Aller au contenu

La Galerie des femmes/00-2

La bibliothèque libre.
Briard (p. 1-2).

DEUX MOTS DE PRÉFACE

On a dit que Racine avait peint les hommes tels qu’ils étaient, et Corneille tels qu’ils devraient être. Sans examiner ce qui resterait de cette pensée, si l’on en écartait l’antithèse, sans demander à ceux qui répètent si complaisamment cette phrase, ce qu’il y aurait à gagner pour le genre humain à ce que les hommes ressemblassent à Maxime plutôt qu’à Burrhus, à ce que les femmes fussent autant de Cléopâtre, je dirai que j’ai voulu peindre l’amour comme on prétend que ces deux grands tragiques ont peint les hommes. J’ai cité des anecdotes que les femmes appelleront une satire ; j’ai terminé par un éloge que les hommes appelleront un roman.
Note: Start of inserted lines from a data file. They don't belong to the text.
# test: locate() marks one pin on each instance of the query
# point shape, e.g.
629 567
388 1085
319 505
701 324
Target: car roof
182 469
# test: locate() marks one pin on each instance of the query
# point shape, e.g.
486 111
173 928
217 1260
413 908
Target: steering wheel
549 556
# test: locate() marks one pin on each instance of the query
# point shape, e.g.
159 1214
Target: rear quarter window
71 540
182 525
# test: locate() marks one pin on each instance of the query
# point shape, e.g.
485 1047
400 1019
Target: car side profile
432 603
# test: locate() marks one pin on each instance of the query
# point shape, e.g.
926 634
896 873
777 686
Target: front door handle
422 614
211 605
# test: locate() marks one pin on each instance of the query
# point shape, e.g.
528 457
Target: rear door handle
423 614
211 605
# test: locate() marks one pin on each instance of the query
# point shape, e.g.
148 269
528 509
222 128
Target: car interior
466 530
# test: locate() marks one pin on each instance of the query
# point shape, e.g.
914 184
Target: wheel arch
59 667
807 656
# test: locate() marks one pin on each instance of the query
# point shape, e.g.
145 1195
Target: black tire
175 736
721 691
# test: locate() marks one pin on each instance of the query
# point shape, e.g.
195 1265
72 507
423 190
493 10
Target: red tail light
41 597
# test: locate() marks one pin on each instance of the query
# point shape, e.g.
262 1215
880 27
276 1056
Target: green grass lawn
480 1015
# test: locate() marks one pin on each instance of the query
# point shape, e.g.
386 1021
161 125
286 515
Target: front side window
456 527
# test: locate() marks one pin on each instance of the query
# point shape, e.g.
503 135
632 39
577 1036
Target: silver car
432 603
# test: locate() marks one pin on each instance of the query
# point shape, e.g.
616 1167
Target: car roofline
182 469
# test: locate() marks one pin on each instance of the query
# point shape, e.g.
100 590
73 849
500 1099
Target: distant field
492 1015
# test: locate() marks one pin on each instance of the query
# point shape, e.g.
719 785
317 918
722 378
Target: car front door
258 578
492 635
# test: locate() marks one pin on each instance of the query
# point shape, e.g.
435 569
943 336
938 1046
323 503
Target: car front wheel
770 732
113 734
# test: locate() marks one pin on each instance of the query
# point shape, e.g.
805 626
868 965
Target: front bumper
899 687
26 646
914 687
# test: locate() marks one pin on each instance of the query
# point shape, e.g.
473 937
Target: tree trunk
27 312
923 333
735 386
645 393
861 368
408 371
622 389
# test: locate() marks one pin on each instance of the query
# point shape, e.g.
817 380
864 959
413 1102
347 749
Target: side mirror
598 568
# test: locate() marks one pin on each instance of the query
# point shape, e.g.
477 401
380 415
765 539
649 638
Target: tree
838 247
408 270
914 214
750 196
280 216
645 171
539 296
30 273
De part et d’autre, le reproche sera fondé ; mais est-ce la faute du sujet ou celle de l’auteur ?… Les tartuffes en amour (car il en est aussi de cette espèce) ne manqueront pas de dire : « que je confonds dans mes peintures obscènes l’amour et le plaisir, le sentiment et la volupté. » Pour toute réponse, je leur présente mon dernier tableau : il est vrai que les connaisseurs n’y voient qu’un portrait de fantaisie ; mais il sert à prouver du moins que si, dessinant sur le nu, je me suis vu contraint de copier fidèlement les défauts de mon modèle, j’avais en moi la puissance de m’élever en idée jusqu’à sa perfection. — Quant à l’épithète d’obscène, elle ne convient pas à mes peintures, décentes jusque dans leur nudité, et moins encore à mon style, prodigue de métaphores partout où la hardiesse des situations appelait le mot propre.